In a ruling dated Wednesday, Scheindlin said the brothers engaged in a 13-year fraud, created 17 trusts and 40 subsidiary companies, amassed an army of lawyers and hired an offshore accountant to hold records outside the United States.
"Reasonable and savvy businessmen do not engage in such activity unless it is profitable," the judge wrote of the onetime owners of the arts and crafts retail chain Michael Stores Inc. "Of course it was profitable ... the Wylys were able to accumulate tremendous tax-free wealth."
She ordered Sam Wyly and the estate of his brother, Charles, to surrender more than $187 million. Charles Wyly was 77 when he died in a 2011 car accident in Aspen, Colo.
Defense attorney Stephen D. Susman has said Charles Wyly's estate has about $30 million in the United States while Sam Wyly has about $70 million plus a $12 million annuity.
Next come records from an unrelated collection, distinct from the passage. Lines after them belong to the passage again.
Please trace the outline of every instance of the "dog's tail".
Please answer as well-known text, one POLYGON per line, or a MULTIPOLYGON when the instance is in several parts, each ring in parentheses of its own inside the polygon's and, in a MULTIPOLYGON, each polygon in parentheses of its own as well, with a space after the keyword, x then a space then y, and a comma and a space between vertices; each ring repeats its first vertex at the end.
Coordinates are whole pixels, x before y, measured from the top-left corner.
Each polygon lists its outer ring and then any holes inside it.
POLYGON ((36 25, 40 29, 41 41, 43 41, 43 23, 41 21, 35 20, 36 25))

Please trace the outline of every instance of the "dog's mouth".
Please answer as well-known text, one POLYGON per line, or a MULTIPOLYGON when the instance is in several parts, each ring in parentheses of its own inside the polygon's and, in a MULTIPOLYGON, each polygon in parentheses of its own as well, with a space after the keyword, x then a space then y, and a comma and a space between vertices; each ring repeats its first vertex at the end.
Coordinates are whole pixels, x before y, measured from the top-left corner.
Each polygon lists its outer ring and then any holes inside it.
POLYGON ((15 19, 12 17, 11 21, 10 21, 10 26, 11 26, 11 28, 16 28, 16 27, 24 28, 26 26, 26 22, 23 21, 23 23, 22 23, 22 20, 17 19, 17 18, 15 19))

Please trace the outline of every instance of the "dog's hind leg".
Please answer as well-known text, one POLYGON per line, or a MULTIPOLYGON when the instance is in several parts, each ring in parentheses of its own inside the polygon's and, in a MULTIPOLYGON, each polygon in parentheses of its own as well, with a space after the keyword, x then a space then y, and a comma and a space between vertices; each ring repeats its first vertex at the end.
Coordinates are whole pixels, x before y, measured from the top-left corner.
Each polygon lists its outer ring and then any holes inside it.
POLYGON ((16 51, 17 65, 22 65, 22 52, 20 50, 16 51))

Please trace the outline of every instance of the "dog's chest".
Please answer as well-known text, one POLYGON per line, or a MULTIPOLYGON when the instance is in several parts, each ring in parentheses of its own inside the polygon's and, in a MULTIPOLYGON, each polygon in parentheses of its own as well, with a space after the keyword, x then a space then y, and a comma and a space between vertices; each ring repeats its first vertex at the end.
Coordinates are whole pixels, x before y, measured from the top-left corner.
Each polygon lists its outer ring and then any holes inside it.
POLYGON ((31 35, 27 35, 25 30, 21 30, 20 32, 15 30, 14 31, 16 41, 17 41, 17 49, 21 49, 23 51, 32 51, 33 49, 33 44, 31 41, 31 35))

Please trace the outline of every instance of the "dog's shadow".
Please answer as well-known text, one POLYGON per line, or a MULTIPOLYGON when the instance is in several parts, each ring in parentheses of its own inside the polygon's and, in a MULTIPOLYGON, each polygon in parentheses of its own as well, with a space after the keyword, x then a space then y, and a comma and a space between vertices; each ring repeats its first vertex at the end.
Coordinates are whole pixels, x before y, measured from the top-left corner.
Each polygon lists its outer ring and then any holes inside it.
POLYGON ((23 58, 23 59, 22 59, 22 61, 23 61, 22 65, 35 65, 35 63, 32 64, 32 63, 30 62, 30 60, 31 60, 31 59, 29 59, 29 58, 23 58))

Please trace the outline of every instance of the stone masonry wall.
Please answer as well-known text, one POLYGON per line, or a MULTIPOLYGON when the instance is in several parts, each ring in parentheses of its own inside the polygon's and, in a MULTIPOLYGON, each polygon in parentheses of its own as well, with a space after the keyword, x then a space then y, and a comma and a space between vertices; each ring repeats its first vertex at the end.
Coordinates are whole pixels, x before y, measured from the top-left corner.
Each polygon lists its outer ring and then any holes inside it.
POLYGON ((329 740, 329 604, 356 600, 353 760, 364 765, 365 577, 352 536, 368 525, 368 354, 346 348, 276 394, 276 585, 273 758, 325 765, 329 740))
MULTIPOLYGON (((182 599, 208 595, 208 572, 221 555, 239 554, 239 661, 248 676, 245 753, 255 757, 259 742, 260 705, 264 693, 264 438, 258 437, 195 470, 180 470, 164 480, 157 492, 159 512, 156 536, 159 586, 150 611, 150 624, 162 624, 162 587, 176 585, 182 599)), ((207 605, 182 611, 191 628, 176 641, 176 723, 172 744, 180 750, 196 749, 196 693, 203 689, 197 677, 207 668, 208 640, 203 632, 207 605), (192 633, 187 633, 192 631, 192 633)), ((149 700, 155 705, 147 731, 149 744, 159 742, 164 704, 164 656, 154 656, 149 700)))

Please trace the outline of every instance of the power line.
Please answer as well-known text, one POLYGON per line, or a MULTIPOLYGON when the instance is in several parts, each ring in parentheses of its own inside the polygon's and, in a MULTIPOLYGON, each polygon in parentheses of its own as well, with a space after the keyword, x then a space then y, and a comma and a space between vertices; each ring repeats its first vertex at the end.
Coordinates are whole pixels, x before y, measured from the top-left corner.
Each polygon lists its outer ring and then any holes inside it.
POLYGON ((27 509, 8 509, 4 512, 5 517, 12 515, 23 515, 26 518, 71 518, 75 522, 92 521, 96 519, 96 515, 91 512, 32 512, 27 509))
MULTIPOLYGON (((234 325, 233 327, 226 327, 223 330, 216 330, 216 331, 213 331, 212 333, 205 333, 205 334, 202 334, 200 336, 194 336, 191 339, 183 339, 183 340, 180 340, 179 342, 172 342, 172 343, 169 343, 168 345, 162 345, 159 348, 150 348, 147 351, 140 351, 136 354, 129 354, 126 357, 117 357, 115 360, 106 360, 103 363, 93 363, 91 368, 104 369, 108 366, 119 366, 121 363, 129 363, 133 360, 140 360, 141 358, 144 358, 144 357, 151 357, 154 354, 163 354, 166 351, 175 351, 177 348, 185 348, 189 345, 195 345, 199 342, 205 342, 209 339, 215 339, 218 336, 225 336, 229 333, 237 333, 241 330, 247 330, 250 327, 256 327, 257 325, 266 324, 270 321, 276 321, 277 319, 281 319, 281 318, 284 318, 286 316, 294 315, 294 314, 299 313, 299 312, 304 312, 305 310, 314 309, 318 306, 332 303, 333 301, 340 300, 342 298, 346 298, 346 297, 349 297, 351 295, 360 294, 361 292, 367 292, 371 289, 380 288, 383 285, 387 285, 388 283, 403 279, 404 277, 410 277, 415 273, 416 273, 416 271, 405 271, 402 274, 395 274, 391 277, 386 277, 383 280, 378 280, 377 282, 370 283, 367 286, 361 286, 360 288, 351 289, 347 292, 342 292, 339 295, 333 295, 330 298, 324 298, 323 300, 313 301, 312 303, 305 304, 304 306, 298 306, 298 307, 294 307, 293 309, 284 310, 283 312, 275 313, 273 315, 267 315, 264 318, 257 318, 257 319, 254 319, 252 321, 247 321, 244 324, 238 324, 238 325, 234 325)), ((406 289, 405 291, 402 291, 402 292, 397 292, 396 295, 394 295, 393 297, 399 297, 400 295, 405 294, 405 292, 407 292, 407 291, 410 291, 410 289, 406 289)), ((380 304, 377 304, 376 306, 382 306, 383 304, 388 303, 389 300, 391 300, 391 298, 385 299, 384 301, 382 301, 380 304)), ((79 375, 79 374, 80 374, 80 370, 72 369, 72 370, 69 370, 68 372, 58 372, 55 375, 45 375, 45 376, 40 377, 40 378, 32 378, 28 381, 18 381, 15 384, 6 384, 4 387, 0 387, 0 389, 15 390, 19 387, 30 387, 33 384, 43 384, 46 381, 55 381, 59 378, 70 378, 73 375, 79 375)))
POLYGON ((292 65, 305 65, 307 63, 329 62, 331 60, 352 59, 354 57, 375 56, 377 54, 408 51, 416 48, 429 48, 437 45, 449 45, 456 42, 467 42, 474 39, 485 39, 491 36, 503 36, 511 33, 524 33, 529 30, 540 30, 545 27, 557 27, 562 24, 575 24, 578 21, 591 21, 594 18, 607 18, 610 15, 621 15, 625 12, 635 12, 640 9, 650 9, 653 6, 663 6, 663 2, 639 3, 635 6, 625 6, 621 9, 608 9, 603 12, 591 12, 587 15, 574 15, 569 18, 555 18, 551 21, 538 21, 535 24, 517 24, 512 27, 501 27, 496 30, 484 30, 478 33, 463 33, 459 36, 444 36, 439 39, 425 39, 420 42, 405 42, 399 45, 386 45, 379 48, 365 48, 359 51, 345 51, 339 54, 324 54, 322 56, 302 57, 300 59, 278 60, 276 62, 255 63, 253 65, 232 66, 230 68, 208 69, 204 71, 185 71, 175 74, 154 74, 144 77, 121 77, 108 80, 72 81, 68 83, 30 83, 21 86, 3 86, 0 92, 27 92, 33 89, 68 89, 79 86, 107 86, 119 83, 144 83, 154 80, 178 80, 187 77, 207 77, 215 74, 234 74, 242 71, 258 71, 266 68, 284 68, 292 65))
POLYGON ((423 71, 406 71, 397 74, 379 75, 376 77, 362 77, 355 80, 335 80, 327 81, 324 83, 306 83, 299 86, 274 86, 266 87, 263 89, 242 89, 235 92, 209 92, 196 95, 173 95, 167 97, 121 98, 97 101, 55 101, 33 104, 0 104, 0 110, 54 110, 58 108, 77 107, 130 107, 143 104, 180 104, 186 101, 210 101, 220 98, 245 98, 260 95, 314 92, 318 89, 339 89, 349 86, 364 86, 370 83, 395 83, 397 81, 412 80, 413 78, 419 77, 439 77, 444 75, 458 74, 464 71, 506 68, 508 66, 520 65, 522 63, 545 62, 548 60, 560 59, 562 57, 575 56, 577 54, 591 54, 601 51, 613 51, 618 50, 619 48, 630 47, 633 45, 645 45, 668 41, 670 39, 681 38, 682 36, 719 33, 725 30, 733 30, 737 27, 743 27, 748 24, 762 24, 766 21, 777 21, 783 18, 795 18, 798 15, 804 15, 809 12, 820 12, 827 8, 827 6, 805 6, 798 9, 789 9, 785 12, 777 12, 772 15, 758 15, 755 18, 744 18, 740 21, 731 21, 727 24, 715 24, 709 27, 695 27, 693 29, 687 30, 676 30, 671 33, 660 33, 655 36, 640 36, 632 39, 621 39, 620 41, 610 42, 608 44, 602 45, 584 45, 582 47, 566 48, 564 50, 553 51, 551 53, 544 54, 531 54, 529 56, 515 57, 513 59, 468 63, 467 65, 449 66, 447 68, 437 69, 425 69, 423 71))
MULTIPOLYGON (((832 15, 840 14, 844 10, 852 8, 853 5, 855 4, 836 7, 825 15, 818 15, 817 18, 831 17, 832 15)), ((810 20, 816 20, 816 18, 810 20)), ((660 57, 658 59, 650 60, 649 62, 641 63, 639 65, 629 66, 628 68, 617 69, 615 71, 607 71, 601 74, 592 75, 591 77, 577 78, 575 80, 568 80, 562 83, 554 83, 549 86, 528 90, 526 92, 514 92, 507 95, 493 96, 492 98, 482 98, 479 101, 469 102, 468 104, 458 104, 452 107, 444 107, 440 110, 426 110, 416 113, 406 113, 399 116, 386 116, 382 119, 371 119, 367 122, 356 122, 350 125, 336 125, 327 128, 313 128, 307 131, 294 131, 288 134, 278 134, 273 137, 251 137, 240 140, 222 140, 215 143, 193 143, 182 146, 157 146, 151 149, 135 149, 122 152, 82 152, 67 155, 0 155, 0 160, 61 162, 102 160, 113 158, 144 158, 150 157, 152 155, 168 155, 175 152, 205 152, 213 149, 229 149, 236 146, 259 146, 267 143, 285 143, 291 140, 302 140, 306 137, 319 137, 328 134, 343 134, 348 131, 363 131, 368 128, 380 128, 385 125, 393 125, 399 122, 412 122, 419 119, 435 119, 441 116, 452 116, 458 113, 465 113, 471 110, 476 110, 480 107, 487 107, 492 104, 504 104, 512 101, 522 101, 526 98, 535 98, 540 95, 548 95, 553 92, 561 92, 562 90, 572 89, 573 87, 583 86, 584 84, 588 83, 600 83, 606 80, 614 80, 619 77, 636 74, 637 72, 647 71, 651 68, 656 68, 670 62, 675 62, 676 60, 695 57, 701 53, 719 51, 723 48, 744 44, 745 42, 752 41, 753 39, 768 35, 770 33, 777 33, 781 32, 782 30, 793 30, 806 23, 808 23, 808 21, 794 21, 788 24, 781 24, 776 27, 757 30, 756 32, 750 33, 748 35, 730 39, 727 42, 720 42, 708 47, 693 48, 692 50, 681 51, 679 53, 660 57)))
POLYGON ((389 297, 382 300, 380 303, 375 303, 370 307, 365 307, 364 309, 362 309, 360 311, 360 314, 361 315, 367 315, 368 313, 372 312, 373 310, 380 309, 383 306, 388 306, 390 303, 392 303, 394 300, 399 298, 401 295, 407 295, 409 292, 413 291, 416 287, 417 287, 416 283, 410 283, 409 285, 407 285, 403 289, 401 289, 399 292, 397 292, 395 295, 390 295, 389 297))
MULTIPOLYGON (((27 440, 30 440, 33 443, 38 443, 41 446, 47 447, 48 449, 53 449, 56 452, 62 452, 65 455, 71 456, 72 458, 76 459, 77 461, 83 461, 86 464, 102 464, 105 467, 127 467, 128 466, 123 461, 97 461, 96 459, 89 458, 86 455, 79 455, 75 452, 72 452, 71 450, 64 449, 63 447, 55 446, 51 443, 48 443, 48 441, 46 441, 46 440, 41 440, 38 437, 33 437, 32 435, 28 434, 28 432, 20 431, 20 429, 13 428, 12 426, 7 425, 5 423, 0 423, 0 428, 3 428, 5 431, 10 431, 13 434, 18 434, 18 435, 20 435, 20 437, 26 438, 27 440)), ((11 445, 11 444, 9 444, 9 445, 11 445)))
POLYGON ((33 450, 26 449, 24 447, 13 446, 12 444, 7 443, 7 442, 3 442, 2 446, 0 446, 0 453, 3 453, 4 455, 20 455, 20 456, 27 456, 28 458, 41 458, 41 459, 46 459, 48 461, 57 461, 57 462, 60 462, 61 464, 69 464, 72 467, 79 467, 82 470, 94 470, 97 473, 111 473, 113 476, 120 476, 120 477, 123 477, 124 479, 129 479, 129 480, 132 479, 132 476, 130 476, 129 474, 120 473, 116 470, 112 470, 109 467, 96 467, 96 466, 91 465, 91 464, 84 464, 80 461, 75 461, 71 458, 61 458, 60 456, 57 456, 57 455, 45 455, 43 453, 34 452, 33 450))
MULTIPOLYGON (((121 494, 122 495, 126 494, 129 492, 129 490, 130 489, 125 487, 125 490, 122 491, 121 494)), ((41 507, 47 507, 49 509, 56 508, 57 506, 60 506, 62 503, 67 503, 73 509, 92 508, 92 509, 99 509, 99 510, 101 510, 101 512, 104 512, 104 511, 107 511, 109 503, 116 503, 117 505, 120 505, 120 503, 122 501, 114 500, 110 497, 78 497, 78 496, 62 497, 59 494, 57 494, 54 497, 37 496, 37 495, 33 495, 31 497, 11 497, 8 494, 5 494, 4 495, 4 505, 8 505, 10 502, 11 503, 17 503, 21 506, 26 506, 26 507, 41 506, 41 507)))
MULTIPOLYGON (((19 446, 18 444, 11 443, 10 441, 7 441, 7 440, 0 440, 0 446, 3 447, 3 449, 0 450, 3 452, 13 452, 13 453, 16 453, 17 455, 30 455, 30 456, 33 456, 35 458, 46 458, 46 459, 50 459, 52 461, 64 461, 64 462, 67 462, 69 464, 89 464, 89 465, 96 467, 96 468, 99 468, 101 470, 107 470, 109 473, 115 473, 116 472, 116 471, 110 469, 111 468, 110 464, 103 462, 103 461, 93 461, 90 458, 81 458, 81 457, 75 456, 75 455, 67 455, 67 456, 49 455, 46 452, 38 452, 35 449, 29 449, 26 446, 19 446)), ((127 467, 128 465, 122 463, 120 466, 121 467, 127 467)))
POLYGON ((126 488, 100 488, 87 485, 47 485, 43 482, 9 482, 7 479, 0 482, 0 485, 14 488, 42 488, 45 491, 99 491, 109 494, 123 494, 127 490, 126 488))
He said more than $380 million remained offshore.
Susman, who did not immediately return messages Thursday seeking comment, had urged a disgorgement of no more than $24 million. Over the years, the brothers were prominent in Dallas, where they donated millions of dollars to mostly conservative Republican candidates and causes and $20 million to help build Dallas' performing arts center.
Sales of companies including Michael Stores and two technology companies generated more than $14 billion. After the sales, Sam Wyly was on the Forbes list of billionaires for a while.
SEC lawyer Bridget Fitzpatrick said the brothers invested $600 million in U.S. business, $85 million in real estate and $40 million in furniture, art and jewelry.
Fitzpatrick had said a large penalty would deter others from thinking fraud can be profitable, even if discovered. She had no immediate comment Thursday.
The judge said Sam Wyly must disgorge $123 million while Charles Wyly's estate must give up $63 million. Scheindlin said prejudgment interest would likely bring total disgorgement to between $300 million and $400 million, equivalent to about 10 percent of total penalties and disgorgement ordered in SEC enforcement cases nationwide last year.
She also barred Sam Wyly from future securities violations, though she noted he was subject to a similar 1979 order before he "engaged in a large securities fraud spanning 13 years, involving multiple trusts and entities and hundreds, if not thousands, of misstatements."
"The extensiveness of this scheme, the brazenness of Wyly's conduct, and his position of wealth and importance in the community warrants the imposition of a permanent injunction," Scheindlin wrote.